Прямым ответом немецких властей на погром в Ростоке стал компромисс руководства страны с правыми радикалами. Министр по делам семьи и молодежи в правительстве Гельмута Коля Ангела Меркель лично встретилась со скинхедами из Ростока и обсудила с ними проблемы местной молодежи. Уже к июлю следующего года миграционное законодательство ФРГ было резко ужесточено, чтобы значительно сократить количество мигрантов, претендующих на статус беженца. В частности, статус беженца стало невозможно получить в том случае, если мигрант прибыл в Германию транзитом через любую страну Европы. Кроме того, на статус беженца стало куда сложнее претендовать выходцам из стран, где не идут открытые военные действия.

Сторонники теорий заговора до сих пор всерьез обсуждают вероятность того, что погром в Ростоке был спровоцирован правящими кругами, заинтересованными в ужесточении миграционного законодательства. По мнению сторонников этой версии, успехи праворадикальных партий на местных выборах (в Бремене, Шлезвиге-Гольштейне и Бадене-Вюртемберге правые радикалы получили в 1991–1992 годах от 6,2% до 10,9% голосов и прошли во все местные парламенты) испугал правящую верхушку. Чтобы выбить у радикалов почву из-под ног, власти якобы спровоцировали погром в наиболее слаборазвитом регионе страны и провели после этого антимиграционное законодательство, украв таким образом избирательную базу у радикалов.
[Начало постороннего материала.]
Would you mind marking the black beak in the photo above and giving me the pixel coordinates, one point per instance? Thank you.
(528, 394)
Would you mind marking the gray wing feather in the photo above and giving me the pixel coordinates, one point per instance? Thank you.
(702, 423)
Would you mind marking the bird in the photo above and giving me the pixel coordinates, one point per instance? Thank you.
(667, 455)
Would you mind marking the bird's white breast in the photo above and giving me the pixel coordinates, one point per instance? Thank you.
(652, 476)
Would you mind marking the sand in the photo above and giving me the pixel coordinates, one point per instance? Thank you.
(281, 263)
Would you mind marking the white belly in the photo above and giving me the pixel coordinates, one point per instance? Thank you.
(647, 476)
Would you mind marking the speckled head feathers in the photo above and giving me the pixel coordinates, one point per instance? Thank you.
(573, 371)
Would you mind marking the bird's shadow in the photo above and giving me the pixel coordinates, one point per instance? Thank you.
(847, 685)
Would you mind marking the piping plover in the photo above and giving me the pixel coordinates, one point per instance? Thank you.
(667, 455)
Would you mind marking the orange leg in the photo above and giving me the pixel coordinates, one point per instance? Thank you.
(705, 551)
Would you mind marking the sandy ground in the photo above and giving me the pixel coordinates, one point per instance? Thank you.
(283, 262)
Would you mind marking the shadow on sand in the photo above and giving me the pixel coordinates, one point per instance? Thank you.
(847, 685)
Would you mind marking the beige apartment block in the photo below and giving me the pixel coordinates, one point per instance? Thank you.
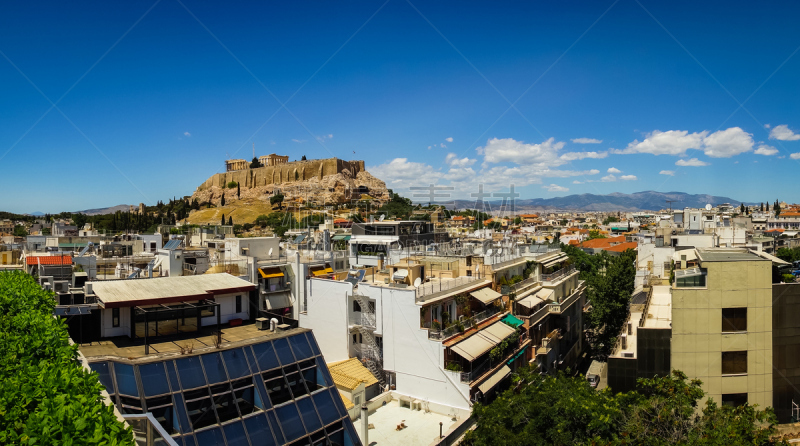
(722, 325)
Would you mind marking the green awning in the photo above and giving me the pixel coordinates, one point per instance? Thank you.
(516, 356)
(512, 321)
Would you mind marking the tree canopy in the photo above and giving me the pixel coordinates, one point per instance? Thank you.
(561, 410)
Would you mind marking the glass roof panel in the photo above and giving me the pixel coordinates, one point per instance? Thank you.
(236, 363)
(191, 372)
(290, 422)
(265, 356)
(154, 379)
(126, 379)
(283, 351)
(215, 370)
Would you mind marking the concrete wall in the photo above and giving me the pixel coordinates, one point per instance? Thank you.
(284, 173)
(697, 338)
(785, 348)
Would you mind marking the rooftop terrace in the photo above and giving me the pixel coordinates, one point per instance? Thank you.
(200, 341)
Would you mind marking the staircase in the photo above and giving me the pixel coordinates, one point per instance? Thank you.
(371, 352)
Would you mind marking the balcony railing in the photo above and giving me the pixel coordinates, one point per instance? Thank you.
(466, 324)
(431, 290)
(556, 275)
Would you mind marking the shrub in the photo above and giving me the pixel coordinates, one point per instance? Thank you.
(46, 397)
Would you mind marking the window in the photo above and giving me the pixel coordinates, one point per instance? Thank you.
(734, 399)
(734, 319)
(734, 363)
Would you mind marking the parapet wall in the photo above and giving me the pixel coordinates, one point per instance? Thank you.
(293, 172)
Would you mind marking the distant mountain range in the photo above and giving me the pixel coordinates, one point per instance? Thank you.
(639, 201)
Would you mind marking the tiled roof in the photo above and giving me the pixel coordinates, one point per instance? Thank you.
(622, 247)
(347, 403)
(49, 260)
(348, 374)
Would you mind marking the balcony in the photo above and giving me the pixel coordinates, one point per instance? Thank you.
(558, 275)
(466, 324)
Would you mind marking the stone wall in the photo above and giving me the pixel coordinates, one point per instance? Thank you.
(297, 171)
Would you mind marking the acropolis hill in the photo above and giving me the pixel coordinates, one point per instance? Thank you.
(325, 181)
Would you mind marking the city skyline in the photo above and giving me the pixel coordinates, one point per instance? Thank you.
(620, 96)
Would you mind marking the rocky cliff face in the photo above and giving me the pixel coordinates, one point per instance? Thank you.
(337, 188)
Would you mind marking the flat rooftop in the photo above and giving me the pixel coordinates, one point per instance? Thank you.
(422, 427)
(659, 312)
(122, 347)
(726, 255)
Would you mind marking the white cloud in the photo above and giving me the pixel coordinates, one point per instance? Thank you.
(783, 133)
(555, 188)
(453, 160)
(728, 143)
(764, 149)
(572, 156)
(720, 144)
(694, 162)
(400, 173)
(672, 142)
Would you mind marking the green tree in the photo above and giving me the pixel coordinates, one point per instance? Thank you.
(276, 199)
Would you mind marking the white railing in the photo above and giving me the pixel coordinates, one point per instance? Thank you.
(430, 290)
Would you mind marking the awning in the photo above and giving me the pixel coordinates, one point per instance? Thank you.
(277, 301)
(400, 274)
(270, 273)
(483, 341)
(512, 321)
(473, 347)
(495, 379)
(321, 271)
(485, 295)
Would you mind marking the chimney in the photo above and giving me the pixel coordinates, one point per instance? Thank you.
(364, 423)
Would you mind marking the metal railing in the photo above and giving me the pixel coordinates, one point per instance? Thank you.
(147, 431)
(552, 277)
(466, 324)
(430, 290)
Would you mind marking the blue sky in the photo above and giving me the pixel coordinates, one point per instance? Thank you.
(153, 96)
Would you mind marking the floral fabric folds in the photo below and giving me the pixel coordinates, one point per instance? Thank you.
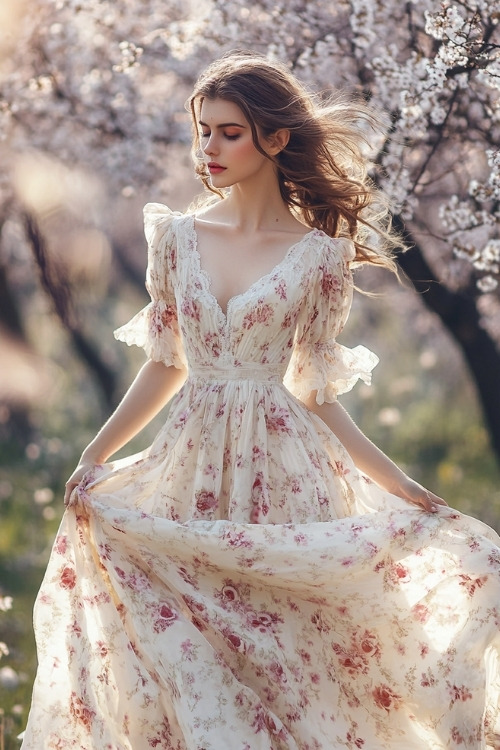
(240, 584)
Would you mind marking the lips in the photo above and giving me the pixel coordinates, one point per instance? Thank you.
(215, 168)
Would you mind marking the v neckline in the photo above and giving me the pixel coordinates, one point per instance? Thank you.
(203, 274)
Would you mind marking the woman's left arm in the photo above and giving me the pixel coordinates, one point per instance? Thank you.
(370, 459)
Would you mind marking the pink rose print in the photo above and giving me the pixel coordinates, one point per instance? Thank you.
(459, 693)
(471, 584)
(81, 712)
(68, 578)
(205, 500)
(278, 420)
(166, 617)
(261, 313)
(385, 698)
(163, 318)
(420, 613)
(61, 545)
(191, 309)
(329, 283)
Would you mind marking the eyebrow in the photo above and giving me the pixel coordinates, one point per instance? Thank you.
(223, 125)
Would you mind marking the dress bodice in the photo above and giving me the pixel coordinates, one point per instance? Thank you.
(286, 321)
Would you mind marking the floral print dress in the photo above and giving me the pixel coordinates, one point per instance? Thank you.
(240, 584)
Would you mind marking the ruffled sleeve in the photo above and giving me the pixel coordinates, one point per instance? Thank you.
(318, 362)
(155, 328)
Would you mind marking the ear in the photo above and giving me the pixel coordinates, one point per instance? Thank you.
(277, 141)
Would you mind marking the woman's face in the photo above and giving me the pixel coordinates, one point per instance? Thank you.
(228, 147)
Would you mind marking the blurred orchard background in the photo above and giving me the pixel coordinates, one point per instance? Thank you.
(92, 126)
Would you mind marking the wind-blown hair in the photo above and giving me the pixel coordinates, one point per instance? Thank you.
(322, 171)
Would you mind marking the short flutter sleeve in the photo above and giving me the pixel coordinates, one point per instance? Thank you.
(155, 328)
(318, 362)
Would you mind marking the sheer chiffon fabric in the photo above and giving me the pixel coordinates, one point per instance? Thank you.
(240, 584)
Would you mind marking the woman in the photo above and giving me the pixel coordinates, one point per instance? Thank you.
(262, 576)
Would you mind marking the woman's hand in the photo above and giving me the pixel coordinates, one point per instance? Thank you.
(75, 479)
(414, 493)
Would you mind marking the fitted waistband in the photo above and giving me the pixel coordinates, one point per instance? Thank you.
(260, 373)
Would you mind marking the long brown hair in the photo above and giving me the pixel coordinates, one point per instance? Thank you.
(322, 171)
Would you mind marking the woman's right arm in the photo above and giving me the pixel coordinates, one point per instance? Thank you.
(153, 387)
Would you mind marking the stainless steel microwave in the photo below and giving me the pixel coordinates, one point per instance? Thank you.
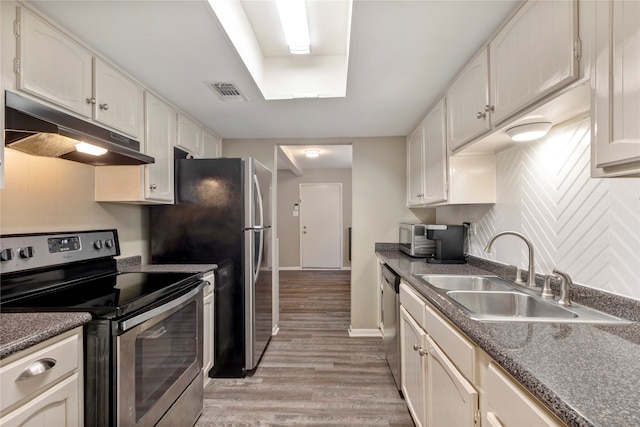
(413, 240)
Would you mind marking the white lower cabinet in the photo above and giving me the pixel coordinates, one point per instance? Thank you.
(413, 367)
(448, 381)
(453, 401)
(509, 405)
(207, 329)
(54, 395)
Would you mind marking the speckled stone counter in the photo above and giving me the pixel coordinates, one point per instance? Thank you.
(133, 265)
(19, 331)
(588, 375)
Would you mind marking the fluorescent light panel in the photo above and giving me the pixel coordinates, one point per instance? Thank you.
(293, 17)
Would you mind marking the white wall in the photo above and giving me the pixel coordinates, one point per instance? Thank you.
(378, 205)
(585, 226)
(44, 194)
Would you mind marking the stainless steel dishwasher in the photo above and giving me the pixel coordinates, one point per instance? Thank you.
(391, 320)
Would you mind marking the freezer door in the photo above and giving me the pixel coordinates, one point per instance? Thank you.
(257, 179)
(258, 294)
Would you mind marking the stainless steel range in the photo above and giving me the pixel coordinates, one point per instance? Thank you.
(143, 348)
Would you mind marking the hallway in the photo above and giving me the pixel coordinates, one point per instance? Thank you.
(312, 372)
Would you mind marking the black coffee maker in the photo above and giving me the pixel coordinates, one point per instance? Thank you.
(449, 243)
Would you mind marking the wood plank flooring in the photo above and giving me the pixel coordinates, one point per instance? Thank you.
(312, 373)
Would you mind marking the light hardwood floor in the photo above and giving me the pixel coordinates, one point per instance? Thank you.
(312, 372)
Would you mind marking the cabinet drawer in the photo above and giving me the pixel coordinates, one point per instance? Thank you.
(458, 348)
(509, 405)
(61, 353)
(413, 303)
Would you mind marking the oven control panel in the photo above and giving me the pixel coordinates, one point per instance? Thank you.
(20, 252)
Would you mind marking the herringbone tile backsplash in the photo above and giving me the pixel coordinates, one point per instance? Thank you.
(585, 226)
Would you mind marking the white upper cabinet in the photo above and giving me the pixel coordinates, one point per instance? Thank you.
(212, 145)
(616, 84)
(415, 169)
(160, 136)
(51, 65)
(118, 100)
(535, 54)
(468, 103)
(435, 156)
(54, 67)
(190, 136)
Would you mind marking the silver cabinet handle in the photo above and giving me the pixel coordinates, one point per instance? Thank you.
(36, 368)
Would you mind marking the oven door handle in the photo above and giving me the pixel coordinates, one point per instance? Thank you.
(125, 325)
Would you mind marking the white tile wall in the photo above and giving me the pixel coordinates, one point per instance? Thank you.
(588, 227)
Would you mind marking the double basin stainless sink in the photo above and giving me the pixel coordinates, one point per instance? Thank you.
(492, 299)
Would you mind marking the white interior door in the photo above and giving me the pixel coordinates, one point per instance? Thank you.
(321, 225)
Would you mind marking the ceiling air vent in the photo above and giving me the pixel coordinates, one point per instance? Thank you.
(227, 91)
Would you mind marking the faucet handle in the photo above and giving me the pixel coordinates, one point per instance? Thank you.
(547, 293)
(565, 282)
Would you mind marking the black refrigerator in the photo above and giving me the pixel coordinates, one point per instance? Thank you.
(222, 216)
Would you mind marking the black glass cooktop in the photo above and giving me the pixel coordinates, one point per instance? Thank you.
(109, 296)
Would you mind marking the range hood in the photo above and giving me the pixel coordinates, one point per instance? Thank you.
(40, 130)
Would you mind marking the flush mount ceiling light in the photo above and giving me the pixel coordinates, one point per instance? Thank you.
(529, 132)
(293, 17)
(94, 150)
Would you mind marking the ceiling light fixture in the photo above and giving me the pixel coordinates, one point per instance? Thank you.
(293, 17)
(529, 131)
(94, 150)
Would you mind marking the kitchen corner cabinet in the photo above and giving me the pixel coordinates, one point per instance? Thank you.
(54, 67)
(434, 178)
(144, 184)
(533, 55)
(190, 136)
(616, 89)
(468, 108)
(207, 329)
(426, 160)
(54, 396)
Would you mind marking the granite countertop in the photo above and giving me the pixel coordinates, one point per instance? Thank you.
(586, 374)
(133, 265)
(19, 331)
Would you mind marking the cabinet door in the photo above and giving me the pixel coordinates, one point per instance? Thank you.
(118, 99)
(435, 156)
(533, 55)
(617, 83)
(413, 366)
(452, 399)
(468, 103)
(415, 171)
(58, 406)
(190, 136)
(52, 66)
(160, 137)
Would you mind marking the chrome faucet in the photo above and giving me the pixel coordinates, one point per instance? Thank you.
(531, 278)
(565, 282)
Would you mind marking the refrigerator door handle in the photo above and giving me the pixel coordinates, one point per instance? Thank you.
(259, 198)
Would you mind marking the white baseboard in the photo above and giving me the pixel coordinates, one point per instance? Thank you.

Такая версия кажется излишне изощренной. Новый тип европогрома – с нападением не на постоянно проживающее в стране этническое меньшинство, а на недавно прибывших мигрантов, концентрированно живущих в социально проблемных кварталах, – оказался очень легко провоцируем. Выяснилось, что для начала погрома достаточно самых простых условий. Местные жители должны быть социально фрустрированы, молоды, готовы к определенной степени насилия и иметь достаточно свободного времени. Мигранты должны проживать компактно: желательно в одном доме – чтобы погромщикам было удобно концентрировать свои силы, и разительно отличаться внешне от местного населения. Наконец, бездействие властей и организационная безалаберность (пресловутое отсутствие туалетов в лагере мигрантов!) должны наглядно создавать в глазах местных жителей образ мигрантов как разрушителей и без того хрупкой социальной ткани города. Когда эти условия создаются в одном месте, простой нерешительности полиции или недостатка сил достаточно для начала полномасштабного погрома. Единственным выходом из которого станет заключение с радикалами компромиссного мира – с интеграцией их требований в политическую повестку дня.